4. Adjudication Method for the Test Set
- This question is not applicable. There's no human interpretation or "adjudication" of results in the sense of expert consensus for mechanical testing data. The results are quantitative measurements against defined test protocols. The "adjudication" process is the FDA's regulatory review of the company's test reports and their claim of substantial equivalence.
5. If a Multi-Reader Multi-Case (MRMC) Comparative Effectiveness Study was Done, If so, what was the effect size of how much human readers improve with AI vs without AI assistance
- This question is not applicable. This is a traditional mechanical implant, not an AI/ML-driven device or an imaging interpretation tool. Therefore, no MRMC study or assessment of human reader improvement with AI assistance was performed.
6. If a Standalone (i.e., algorithm only without human-in-the-loop performance) was done
- This question is not applicable. This is a physical medical implant, not an algorithm.
7. The Type of Ground Truth Used (expert consensus, pathology, outcomes data, etc.)
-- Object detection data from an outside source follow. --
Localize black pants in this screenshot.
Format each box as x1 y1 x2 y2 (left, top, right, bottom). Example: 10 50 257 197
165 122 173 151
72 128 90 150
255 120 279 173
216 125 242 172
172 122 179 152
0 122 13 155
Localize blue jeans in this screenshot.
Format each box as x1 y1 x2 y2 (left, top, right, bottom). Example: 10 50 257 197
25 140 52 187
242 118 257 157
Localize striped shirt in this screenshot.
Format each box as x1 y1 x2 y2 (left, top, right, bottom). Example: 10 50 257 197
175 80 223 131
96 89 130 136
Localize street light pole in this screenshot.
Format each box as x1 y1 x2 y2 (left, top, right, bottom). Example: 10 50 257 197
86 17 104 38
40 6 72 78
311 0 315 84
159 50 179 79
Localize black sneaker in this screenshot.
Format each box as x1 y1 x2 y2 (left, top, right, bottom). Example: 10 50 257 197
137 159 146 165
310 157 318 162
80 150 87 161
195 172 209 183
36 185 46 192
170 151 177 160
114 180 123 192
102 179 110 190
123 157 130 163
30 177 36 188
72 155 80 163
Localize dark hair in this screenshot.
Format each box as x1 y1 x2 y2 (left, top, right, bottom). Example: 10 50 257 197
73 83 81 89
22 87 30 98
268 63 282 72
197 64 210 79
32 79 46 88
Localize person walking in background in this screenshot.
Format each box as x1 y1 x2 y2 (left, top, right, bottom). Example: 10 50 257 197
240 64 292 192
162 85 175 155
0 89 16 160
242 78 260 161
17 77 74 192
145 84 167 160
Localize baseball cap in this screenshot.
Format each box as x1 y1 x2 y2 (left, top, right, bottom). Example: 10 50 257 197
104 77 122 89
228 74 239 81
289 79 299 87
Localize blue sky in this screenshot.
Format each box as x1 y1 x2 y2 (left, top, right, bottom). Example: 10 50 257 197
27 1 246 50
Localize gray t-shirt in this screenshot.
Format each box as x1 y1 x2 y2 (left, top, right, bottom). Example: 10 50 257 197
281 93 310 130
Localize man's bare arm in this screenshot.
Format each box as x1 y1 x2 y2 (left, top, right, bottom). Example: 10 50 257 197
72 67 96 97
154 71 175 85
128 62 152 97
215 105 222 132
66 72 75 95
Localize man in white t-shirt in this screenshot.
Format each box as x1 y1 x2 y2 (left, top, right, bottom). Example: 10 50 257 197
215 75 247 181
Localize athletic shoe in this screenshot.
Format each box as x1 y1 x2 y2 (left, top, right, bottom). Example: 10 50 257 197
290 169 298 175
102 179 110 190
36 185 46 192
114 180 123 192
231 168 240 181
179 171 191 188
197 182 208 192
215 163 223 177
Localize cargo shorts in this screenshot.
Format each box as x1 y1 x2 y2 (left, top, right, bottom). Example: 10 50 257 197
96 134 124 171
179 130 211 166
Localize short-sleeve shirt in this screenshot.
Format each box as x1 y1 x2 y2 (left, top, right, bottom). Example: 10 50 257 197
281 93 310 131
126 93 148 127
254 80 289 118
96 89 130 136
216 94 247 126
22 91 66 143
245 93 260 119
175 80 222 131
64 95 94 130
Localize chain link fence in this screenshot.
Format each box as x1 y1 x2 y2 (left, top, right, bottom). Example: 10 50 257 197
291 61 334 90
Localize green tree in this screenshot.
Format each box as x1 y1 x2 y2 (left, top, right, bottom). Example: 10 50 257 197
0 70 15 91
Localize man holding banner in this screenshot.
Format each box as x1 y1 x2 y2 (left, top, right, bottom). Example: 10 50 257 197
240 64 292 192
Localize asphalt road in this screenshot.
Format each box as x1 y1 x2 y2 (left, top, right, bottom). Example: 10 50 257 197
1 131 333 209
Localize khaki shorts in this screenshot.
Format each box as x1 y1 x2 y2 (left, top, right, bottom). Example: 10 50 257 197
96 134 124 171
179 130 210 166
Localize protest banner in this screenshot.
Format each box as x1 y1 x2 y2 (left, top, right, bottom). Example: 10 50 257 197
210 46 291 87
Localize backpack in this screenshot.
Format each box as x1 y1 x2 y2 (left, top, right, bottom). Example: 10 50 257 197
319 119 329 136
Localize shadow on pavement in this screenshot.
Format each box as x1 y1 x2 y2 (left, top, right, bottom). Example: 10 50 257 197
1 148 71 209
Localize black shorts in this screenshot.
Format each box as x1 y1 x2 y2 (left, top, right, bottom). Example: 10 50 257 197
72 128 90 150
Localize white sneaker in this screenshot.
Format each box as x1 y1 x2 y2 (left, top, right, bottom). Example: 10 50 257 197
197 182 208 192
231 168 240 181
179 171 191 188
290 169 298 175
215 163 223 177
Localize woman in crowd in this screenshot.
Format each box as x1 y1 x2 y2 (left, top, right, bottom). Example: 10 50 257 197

- The "ground truth" for this device's performance demonstration relies on biocompatibility standards (ASTM, USP for materials) and established mechanical testing methodologies to simulate physiological conditions and compare against the predicate device. It's not based on expert consensus, pathology, or outcomes data in the way an AI diagnostic tool would be. The "truth" is whether the device meets the mechanical demands for its intended use and performs comparably to a proven device.
8. The Sample Size for the Training Set
- This question is not applicable. This is a traditional medical device, not an AI/ML system, so there is no "training set."
9. How the Ground Truth for the Training Set was Established
- This question is not applicable for the reasons stated above.